STUMP » Articles » Public Pensions Watch: Lawsuits lawsuits everywhere... » 24 February 2015, 01:11

Where Stu & MP spout off about everything.

Public Pensions Watch: Lawsuits lawsuits everywhere...  


24 February 2015, 01:11

I mentioned back in January that there’s a few lawsuits out there against pension reform in Illinois, and now we’ve got a date:

SPRINGFIELD, Ill. • The Illinois Supreme Court has announced it will hear oral arguments in the state’s landmark pension-overhaul case on March 11.

Arguments will begin at 2:30 p.m. in the high court chamber in downtown Springfield.

The Illinois General Assembly and former Gov. Pat Quinn adopted a plan in late 2013 designed to cut into the $111 billion deficit in four state pension programs built by years of underfunding.

Illinois is not the only place with pension-reform-related lawsuits. Rhode Island had put through some reforms in 2011 and litigation surrounding it is still going on.

Lots of issues are not settled even within the approach:

NEWPORT – The Superior Court judge overseeing the state public pension case heard opposing arguments Friday on whether the half dozen groups challenging the legality of cuts in their retirement benefits should present their arguments in separate trials.

Lawyer John Tarantino, representing the state, told Judge Sarah Taft-Carter that the issue in all the cases is the same: did Rhode Island have the constitutional right to cut cost-of-living raises, raise retirement ages and take other cost-saving measures. Therefore, he said, the issue should be heard in one consolidated trial.

But lawyers representing various retiree groups and active public sector employees said the ramifications of the benefit cut reductions were diverse.

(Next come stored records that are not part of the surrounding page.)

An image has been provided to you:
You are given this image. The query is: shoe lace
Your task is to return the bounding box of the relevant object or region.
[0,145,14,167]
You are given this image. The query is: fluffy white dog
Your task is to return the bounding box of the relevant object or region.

One overarching trial, they said, would unfairly dilute the financial impacts the pension changes caused and make it difficult to present uniques cases.

I am not a lawyer, but if the issue is whether any kind of change is constitutional — whether it’s COLAs, retirement age, or even cutting what current retirees are being paid — it seems like it should be handled together.

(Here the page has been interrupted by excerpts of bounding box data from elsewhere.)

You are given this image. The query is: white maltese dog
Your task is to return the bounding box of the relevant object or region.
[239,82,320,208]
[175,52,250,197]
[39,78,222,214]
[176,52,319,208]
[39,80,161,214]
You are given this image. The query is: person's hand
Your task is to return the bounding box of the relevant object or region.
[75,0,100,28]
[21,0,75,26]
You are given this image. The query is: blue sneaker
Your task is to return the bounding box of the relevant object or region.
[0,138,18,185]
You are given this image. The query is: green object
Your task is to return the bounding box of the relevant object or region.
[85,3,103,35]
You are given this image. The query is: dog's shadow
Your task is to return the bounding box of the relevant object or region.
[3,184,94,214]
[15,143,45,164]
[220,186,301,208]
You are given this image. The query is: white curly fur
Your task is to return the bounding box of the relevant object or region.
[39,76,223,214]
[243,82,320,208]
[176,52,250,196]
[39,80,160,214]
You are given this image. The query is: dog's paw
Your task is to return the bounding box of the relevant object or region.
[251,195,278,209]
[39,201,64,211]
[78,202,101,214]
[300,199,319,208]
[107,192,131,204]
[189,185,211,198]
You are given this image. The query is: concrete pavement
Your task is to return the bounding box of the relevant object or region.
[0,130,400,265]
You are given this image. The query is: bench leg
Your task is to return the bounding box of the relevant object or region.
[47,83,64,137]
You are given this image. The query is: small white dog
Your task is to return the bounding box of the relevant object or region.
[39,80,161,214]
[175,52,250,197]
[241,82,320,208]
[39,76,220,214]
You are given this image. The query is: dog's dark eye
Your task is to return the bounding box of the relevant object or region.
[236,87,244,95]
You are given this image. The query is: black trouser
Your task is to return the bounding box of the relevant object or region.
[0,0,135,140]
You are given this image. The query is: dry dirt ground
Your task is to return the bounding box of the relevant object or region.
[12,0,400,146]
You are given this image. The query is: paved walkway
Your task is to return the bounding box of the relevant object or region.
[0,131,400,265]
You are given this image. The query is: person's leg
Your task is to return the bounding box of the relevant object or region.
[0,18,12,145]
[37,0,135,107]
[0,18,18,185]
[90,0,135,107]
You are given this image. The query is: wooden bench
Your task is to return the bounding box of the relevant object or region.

In many states, even minor adjustments to pensions have been ruled as unconstitutional, so why waste time?

Carly Beauvais Iafrate, representing about 7,000 members of the Rhode Island Public Employees’ Retiree Coalition, said retirees were “supposed to be an untouchable group” prior to the 2011 pension overhaul law.

She said she would want to argue at a separate trial that retirees had a “unique status” and “what the state is trying to do is dilute that status” by asking for one trial, with all public sector workers lumped together..

Yeah, one finds out that a group is not “untouchable” once the money runs out. Funny that.

Anyway, I find the lawsuits to be sideshows.

Yes, it’s important to go through process, but the situation in Rhode Island and Illinois is that they do not have enough money to fulfill all the promises they’ve made in the past.

Yes, fine, try to hit current taxpayers and bondholders before hitting current retirees, but that doesn’t mean they will never get touched.

As per Carl Richards and the Behavior Gap, paying the promises is simple, but not easy. They needed to have put in a lot into the pensions for decades, and not create too-rich promises that they couldn’t keep.

They didn’t do that.

And that choice has current consequences.